Coexpression Analysis

For proteins that were part of complexes, the coexpression level with other components of the complexes were retrieved from the coexpression database COXPRESdb (23) (human: Hsa.v13–01.G20280-S73083). The coexpression values reflected the correlation of expression between components in each complex and were plotted for each component of a complex, as defined in complex analysis of each of the four clusters.

Lifespan Analysis

Adult male flies were collected on the day of eclosion, and 20 flies per vial were maintained at 25 °C with 60% humidity and a 12-hour light/12-hour dark cycle. Flies were transferred to new vials on alternate days and scored for survival.

RESULTS

Profiling the Static Abundance of Proteome with Age

To study how protein abundance changes with age, we employed 10-plex TMT reagents to quantify the proteomes of wild-type (WT) Drosophila tissues from day 5 (5 d), day 30 (30 d), and day 60 (60 d) of age. We examined head and muscle tissues, which are primarily non-dividing somatic tissues, and testis tissue, which consists of mitotically-active germline cells (Fig. 1A). In total, we identified 4104, 2367, and 4251 proteins in the head, muscle and testis respectively, among which 3877, 2218, and 4008 proteins were quantitatively profiled at all age points and therefore used for the subsequent analysis (supplemental Table S1–S3).

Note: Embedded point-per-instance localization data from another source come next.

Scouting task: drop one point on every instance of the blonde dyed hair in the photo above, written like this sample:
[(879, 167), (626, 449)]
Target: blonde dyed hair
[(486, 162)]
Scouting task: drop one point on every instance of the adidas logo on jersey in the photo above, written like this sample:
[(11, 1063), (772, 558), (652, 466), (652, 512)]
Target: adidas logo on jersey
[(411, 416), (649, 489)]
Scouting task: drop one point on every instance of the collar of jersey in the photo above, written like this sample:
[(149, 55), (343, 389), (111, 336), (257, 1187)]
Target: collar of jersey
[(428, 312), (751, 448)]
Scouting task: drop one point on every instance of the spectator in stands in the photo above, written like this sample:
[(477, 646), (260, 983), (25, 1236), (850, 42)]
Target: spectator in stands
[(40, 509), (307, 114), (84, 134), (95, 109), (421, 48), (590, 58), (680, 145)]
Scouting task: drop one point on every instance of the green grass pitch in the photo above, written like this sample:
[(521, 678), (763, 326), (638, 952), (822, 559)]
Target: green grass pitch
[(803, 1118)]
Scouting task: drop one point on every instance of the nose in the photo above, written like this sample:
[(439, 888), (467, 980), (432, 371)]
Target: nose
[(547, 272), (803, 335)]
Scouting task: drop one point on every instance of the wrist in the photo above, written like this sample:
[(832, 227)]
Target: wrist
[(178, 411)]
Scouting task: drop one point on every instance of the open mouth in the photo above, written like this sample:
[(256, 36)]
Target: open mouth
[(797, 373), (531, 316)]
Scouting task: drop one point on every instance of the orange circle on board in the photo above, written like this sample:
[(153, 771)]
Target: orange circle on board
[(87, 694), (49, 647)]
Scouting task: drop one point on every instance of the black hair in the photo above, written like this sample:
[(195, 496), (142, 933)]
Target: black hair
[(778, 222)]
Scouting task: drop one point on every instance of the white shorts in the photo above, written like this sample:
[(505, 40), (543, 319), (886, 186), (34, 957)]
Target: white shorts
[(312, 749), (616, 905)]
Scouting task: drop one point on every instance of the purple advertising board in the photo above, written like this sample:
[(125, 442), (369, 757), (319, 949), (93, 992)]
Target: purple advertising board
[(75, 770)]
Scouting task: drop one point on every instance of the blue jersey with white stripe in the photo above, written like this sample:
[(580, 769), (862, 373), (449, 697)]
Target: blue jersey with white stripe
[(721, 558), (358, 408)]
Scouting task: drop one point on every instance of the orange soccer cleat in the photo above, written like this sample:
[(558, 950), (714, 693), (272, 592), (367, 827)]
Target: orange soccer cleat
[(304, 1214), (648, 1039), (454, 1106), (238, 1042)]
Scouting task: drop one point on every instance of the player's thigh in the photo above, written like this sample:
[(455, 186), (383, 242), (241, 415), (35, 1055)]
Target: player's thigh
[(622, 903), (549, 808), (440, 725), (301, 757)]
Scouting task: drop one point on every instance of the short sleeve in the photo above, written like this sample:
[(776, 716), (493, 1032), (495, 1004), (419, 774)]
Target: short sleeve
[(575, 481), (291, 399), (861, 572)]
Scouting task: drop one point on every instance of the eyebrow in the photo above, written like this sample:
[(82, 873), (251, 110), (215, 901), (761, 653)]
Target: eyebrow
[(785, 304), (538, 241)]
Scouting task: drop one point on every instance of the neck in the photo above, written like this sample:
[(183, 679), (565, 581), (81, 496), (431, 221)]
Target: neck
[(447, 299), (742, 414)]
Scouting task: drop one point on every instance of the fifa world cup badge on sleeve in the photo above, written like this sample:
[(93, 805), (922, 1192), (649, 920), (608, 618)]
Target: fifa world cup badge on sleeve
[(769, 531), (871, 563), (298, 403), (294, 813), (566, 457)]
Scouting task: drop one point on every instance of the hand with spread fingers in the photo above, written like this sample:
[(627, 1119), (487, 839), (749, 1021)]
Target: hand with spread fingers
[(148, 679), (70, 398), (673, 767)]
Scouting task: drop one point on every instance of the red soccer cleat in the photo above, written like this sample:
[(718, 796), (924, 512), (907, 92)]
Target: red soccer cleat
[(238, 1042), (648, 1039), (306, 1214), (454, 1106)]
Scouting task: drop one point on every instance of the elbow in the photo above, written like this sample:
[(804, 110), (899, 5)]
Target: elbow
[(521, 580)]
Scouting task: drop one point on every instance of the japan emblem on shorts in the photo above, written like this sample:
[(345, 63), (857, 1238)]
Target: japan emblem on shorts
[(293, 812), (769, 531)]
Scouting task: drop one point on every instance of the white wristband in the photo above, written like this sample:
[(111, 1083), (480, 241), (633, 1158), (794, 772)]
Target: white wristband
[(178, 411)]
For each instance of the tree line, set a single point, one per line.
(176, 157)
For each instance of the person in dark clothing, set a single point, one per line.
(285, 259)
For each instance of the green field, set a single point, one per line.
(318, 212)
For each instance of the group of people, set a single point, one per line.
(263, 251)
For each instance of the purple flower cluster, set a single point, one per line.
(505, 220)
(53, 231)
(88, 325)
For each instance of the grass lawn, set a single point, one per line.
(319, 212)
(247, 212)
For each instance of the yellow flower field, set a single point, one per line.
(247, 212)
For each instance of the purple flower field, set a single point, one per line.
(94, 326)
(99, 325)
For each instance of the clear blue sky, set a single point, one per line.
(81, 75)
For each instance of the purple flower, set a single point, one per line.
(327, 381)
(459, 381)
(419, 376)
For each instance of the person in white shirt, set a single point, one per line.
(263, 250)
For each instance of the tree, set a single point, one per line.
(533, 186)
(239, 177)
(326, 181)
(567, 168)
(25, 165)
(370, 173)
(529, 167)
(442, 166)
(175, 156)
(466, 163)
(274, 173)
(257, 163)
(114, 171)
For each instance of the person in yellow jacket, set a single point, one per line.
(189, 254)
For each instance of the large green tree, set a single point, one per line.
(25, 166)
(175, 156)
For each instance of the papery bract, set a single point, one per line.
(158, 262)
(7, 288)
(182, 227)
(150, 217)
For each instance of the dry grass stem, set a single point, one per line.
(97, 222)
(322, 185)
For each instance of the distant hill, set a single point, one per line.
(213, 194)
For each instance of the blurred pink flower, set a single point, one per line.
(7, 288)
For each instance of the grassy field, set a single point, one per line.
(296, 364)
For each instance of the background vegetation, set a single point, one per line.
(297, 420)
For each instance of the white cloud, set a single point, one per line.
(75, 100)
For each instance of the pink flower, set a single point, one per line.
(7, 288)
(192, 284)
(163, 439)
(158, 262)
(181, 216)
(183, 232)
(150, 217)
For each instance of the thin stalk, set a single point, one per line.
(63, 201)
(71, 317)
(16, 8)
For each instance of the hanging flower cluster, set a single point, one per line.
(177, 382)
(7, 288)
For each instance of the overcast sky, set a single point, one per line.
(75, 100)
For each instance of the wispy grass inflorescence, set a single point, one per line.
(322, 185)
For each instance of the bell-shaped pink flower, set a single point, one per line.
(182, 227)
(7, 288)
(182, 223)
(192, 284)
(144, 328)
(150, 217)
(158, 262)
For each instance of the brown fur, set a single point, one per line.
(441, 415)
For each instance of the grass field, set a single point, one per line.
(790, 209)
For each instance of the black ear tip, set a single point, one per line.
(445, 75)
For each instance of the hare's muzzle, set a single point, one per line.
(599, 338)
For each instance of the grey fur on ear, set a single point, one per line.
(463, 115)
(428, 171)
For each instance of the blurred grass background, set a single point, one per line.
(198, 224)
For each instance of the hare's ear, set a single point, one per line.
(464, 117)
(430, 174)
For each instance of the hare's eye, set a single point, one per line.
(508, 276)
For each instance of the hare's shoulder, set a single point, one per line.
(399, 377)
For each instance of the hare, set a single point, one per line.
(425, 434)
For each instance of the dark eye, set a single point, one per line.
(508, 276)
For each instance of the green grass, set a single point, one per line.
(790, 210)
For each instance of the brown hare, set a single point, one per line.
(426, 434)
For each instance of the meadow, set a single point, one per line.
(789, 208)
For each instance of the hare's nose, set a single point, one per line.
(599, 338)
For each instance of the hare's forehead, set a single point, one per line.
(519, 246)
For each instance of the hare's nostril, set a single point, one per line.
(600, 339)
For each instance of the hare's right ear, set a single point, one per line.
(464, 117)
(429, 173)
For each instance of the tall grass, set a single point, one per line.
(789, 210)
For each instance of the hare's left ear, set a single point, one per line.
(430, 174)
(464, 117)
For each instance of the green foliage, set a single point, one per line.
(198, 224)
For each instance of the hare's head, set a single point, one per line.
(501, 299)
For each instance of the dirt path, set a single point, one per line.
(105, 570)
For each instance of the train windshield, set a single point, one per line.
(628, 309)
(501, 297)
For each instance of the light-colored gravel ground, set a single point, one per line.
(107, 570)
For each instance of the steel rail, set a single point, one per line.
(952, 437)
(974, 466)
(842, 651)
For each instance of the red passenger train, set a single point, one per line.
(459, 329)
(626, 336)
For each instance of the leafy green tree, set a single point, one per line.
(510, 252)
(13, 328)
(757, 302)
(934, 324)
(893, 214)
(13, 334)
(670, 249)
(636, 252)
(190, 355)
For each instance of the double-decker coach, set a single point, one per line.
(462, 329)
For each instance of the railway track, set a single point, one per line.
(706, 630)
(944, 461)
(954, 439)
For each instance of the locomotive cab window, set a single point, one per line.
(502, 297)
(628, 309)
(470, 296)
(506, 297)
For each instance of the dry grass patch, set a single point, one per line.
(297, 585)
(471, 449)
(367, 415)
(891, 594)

The assessment of quantification quality indicated a significant correlation between independent biological replicates (supplemental Fig. S1A–S1C). The median coefficients of variation (CVs) between replicates were 10.6%, 12.5%, and 10.4% for the head, muscle and testis, respectively (supplemental Fig. S1D–S1F).

Fig. 1.

Fig. 1.

Tissue-specific quantitative proteomic analysis of aging in WT Drosophila. A, Experimental scheme of quantitative aging proteome analysis. Three tissues including the post-mitotic head and muscle tissues, and the mitotic testis, were harvested at three different age time points. A tandem mass tag (TMT)-based quantitative method was employed. For each analysis, nine samples derived from three aging time points with three biological replicates for each tissue were labeled with different TMT reagents, mixed, and analyzed by the shotgun method. B, Volcano plots of tissue-specific quantitative aging proteomes between 5d and 60d. The numbers of significantly regulated proteins were indicated on the plots. C, Venn plot of proteins with significantly changed abundance (p value < 0.05) of three tissues. D, Pathway analysis for proteins with significantly changed abundance. The enriched pathways were shown for either tissue-specific proteins or proteins present in more than one tissues.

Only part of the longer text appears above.